Wednesday, October 09, 2013 10:26 am by Cristina in , , , , , ,    No comments
Picture source
The Halifax Courier tells about the new blue plaque at Sowerby Bridge Railway Station.
The Friends of Sowerby Bridge Railway Station have unveiled an English Heritage style plaque to commemorate the connection of Branwell Brontë with the town and its first railway station.
The piece has been commissioned as part of a wider project being undertaken by the Group’s volunteers to promote this Brontë link.
Mr Brontë was appointed as Assistant Clerk-in-Charge, with an annual salary of £75, at the soon to be opened Sowerby Bridge station. in1840.
Chris Wright, convenor of the Friends of Sowerby Bridge Railway Station, said: “We would like to thank Calderdale Council for the contribution from its Small Grant Fund which allowed us to obtain the plaque.”
Remember that oh-so-memorable (NOT!) book Crap Towns? well, Crap Towns Returns is coming out soon and Bradford and Haworth are still doing badly according to it. The Telegraph and Argus covers the story.
And it’s not just Bradford city centre that’s in for a kicking... picturesque Haworth comes in at number 18, with the comment: “With mislaid sentimentality we thank Haworth for giving us the Brontë sisters. Really we should be cursing the place for killing them so young.” [...]
Liz Tattersley, Welcome to Yorkshire’s West Yorkshire Area Director, said: “We find it pretty unbelievable to see Bradford on this list and ranked so highly. We could go on for ages about what makes Bradford brilliant, not least its UNESCO City of Film status, Bradford City’s epic cup run last season, the National Media Museum, Alhambra theatre, numerous curry capital awards, world famous Brontë Country and Saltaire being a UNESCO World Heritage Site. In fact, all these things are compelling reasons to visit the city which will also see the Tour de France pass through the district next summer.” (David Barnett)
Evan Gottlieb discusses the origins of the Gothic novel in The Huffington Post.
But it was not until several decades after Walpole's original efforts that a novelist named Ann Radcliffe tweaked the genre sufficiently to make it widely popular.
How did she do this? For one thing, Radcliffe characters are compellingly complex -- her villains in particular are endowed with strong and often conflicting emotions and motivations. Her greatest creation, the monk Schedoni in The Italian (1797), arguably set the mold for the figure of the conflicted bad guy, from Heathcliff in Wuthering Heights (1847) to Tony Soprano. For another, Radcliffe made her heroines into central protagonists rather than merely supporting characters. Yes, adventures happen to them more frequently than they seek them out, and they tend to faint repeatedly and require rescuing at key moments. But they are still undoubtedly both the focus and the "focalizers" of every major Radcliffean novel. In fact, critics frequently speak of Radcliffe as the creator of "the female Gothic" -- the first popular novelistic genre written by and about women.
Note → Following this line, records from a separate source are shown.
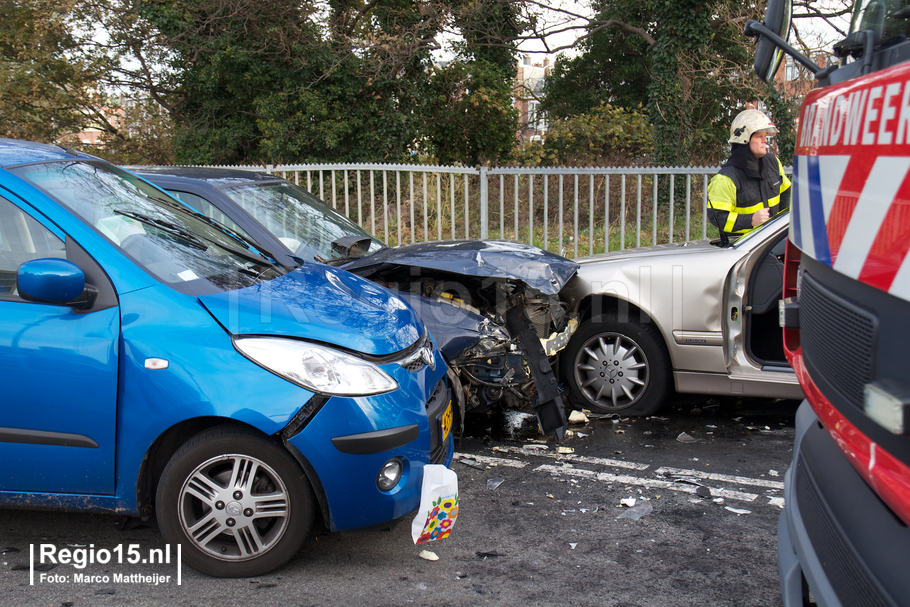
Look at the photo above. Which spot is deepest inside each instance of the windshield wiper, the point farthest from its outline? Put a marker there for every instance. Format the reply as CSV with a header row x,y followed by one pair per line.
x,y
216,224
195,240
166,226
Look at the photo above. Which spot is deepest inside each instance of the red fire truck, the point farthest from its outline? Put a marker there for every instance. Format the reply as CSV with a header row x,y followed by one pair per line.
x,y
843,536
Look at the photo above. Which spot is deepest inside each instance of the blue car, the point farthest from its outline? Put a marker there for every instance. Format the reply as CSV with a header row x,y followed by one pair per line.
x,y
153,362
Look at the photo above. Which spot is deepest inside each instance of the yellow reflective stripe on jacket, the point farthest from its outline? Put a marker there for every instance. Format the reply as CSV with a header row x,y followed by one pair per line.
x,y
722,196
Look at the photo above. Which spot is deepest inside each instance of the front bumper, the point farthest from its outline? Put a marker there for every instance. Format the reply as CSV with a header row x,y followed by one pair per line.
x,y
835,535
346,444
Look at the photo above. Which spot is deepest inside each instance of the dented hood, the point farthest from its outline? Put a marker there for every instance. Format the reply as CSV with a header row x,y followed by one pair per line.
x,y
546,272
322,304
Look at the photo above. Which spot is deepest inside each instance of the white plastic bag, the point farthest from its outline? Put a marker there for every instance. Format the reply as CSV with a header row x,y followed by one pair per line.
x,y
438,505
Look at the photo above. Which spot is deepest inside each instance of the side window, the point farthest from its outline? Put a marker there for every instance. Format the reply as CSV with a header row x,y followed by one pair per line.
x,y
22,239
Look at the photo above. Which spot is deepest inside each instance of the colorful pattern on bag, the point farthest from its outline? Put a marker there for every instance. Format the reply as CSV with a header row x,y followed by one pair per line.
x,y
440,519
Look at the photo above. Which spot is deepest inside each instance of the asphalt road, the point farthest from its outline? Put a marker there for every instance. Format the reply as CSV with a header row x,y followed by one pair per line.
x,y
535,527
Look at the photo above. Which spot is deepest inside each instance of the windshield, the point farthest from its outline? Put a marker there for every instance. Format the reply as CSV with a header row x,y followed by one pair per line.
x,y
881,17
172,243
303,223
768,225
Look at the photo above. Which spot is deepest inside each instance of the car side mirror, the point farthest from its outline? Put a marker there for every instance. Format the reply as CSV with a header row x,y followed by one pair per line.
x,y
54,281
768,55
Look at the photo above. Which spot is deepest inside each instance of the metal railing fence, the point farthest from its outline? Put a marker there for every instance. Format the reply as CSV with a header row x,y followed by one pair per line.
x,y
570,211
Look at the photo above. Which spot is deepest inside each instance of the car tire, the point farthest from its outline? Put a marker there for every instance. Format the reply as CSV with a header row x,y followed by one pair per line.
x,y
239,505
611,366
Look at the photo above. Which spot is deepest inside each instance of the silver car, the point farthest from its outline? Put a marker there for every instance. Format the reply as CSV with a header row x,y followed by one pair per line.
x,y
695,317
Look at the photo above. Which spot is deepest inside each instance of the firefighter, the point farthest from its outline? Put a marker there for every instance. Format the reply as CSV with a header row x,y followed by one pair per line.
x,y
751,186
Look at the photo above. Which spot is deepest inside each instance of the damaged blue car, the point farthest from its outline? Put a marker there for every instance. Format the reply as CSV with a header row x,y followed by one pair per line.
x,y
494,307
155,363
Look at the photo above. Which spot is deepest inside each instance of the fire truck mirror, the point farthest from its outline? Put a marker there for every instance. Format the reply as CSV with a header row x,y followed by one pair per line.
x,y
768,56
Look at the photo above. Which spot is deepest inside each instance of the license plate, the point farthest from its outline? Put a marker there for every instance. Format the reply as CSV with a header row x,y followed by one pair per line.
x,y
445,420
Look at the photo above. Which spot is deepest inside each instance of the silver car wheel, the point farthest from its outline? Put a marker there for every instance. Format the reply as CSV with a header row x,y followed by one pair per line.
x,y
611,370
234,507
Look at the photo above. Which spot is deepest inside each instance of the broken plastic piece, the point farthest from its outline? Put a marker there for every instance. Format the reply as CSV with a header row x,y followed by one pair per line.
x,y
473,464
737,511
577,417
636,512
495,482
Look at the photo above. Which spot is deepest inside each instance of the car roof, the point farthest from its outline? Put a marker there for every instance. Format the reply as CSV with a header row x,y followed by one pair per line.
x,y
15,152
211,176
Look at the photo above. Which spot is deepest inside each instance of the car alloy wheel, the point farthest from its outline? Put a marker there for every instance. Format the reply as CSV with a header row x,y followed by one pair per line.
x,y
611,370
613,366
239,504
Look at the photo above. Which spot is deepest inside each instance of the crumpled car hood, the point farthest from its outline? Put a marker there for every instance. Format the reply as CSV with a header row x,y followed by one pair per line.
x,y
323,304
541,270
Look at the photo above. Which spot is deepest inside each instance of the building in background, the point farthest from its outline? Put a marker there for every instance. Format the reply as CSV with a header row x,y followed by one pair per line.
x,y
528,88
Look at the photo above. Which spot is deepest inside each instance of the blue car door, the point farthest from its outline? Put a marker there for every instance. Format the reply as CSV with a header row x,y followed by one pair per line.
x,y
58,371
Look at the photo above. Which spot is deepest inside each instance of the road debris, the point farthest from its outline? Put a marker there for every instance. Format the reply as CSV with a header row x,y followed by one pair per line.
x,y
428,556
472,464
577,417
636,512
495,482
737,511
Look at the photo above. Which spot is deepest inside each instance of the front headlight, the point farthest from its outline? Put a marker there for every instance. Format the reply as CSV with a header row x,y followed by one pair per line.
x,y
316,368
City of Book Reviews has interviewed writer Debbie Heaton.
What books did you love growing up? I read anything I could get my hands on as a child.  Reading to me was an “adventure” and I couldn’t get enough.  But Wuthering Heights and Gone with the Wind rank on the very top for me.  Wuthering Heights made such an impression on me that I’ve read it more times than I can count!
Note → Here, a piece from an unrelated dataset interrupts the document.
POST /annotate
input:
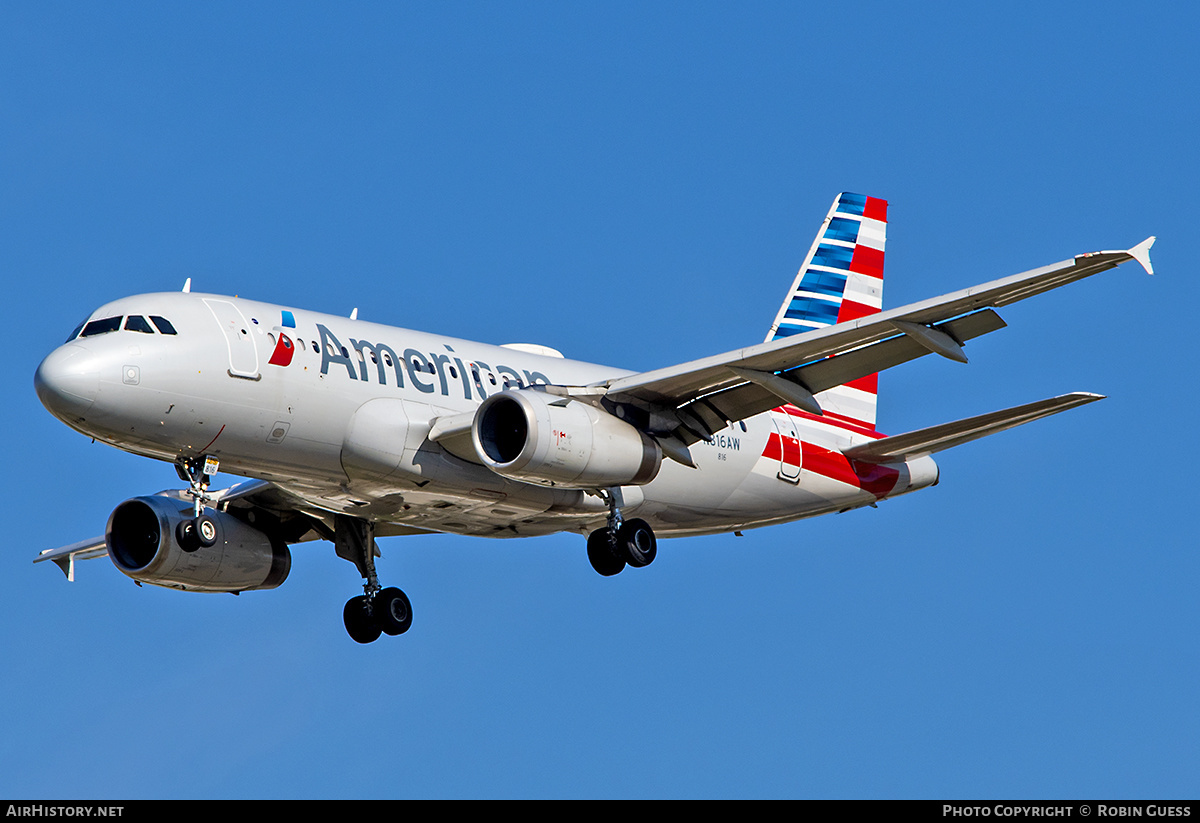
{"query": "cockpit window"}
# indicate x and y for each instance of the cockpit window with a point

A columnist from The Citizen (South Africa) thinks it's an 'affectation' to write 'dear readers' nowadays.
These days it’s usually an affectation to say “Dear reader”.
It’s a literary device much employed by Victorian novelists who were in the habit of addressing their audiences directly, as did Charlotte Brontë in Jane Eyre, “Gentle reader, may you never feel what I then felt!”, and so on. (Martin Williams)
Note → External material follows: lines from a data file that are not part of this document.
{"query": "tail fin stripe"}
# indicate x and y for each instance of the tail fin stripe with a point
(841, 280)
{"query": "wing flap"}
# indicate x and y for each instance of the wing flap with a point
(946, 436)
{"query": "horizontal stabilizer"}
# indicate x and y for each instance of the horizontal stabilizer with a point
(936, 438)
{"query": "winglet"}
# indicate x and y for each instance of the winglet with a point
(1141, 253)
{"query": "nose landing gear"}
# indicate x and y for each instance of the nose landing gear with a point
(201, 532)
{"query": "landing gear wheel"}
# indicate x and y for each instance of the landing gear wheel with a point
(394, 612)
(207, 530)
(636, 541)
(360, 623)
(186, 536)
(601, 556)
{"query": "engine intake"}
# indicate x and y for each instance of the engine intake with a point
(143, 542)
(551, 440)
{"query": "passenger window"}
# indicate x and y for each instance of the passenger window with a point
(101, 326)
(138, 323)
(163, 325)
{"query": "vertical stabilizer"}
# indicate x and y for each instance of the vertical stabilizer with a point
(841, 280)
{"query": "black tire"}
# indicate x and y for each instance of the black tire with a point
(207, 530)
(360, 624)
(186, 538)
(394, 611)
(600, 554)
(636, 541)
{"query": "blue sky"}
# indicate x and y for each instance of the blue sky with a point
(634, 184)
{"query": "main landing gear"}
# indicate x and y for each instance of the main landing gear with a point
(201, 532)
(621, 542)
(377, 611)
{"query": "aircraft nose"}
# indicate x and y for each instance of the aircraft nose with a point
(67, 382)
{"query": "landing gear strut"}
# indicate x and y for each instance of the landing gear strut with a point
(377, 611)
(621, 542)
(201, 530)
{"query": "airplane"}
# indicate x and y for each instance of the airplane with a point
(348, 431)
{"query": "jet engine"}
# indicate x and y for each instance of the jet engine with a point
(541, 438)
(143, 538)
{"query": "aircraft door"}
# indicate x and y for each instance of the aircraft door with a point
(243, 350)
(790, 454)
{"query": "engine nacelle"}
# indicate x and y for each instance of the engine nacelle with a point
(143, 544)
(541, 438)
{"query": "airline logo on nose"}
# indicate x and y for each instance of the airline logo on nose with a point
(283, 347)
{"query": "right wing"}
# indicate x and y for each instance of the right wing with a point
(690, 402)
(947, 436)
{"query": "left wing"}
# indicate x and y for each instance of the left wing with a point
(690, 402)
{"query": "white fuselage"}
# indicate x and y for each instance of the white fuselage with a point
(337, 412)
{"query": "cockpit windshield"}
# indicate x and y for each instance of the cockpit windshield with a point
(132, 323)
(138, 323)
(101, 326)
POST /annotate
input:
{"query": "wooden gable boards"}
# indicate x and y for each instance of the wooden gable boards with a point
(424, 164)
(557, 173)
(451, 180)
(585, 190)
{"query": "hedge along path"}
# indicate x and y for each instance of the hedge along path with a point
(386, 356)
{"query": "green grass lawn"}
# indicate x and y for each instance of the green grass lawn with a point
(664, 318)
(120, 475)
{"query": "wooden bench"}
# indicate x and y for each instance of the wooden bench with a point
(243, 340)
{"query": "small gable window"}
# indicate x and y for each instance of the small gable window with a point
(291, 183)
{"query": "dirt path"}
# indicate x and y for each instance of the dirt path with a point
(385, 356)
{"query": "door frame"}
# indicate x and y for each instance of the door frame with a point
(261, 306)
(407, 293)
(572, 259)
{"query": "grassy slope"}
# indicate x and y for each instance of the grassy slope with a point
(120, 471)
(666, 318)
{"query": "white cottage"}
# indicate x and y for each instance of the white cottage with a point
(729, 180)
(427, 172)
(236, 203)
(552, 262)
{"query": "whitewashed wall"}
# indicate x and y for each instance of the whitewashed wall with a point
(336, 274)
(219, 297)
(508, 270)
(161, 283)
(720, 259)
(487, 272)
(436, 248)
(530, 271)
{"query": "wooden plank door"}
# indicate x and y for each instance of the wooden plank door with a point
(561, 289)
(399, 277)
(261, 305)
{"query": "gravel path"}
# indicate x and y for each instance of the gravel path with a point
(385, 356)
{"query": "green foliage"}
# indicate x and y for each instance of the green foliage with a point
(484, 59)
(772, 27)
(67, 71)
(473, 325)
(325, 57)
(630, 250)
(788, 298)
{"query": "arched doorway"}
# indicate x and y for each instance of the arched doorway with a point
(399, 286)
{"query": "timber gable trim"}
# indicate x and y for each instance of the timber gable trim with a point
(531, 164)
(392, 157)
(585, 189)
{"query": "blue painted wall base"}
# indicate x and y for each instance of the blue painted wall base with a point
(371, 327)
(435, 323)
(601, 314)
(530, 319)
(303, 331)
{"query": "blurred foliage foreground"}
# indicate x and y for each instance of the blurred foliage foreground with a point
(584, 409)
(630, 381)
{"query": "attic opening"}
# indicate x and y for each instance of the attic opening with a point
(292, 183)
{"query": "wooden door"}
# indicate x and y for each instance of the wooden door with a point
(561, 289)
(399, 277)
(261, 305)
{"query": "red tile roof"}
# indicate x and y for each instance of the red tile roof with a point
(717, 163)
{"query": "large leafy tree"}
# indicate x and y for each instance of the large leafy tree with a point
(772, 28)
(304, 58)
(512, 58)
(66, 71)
A CityMetro columnist writes that, 'Autumn recalls the fondest memories' such as
reading books by a wood-burning heater…“Jane Eyre”…”Little Women”… Edgar Allen [sic] Poe. (D. Barbara McWhite)
The Chicago Tribune's Theater Loop reviews the play The North China Lover by the Lookingglass Theatre Company where
the environment feels austere, something more in keeping with the Brontës, perhaps. (Chris Jones)
Now Gamer reports that Wii Karaoke U includes Kate Bush's Wuthering Heights:
But most of all, we like that we can sing Wuthering Heights and Symphony Of Destruction in the same evening. (Ryan King)
RMF 24 (Poland) reviews Charlotte Bronte i jej siostry śpiące. Myśli Czytelnika, also in Polish, reviews Wuthering Heights. Lovely thinks that the editorial from the October edition of British Vogue is for everyone who has loved Jane Eyre (although we are not so sure about that). Filey looks at its Charlotte Brontë connection.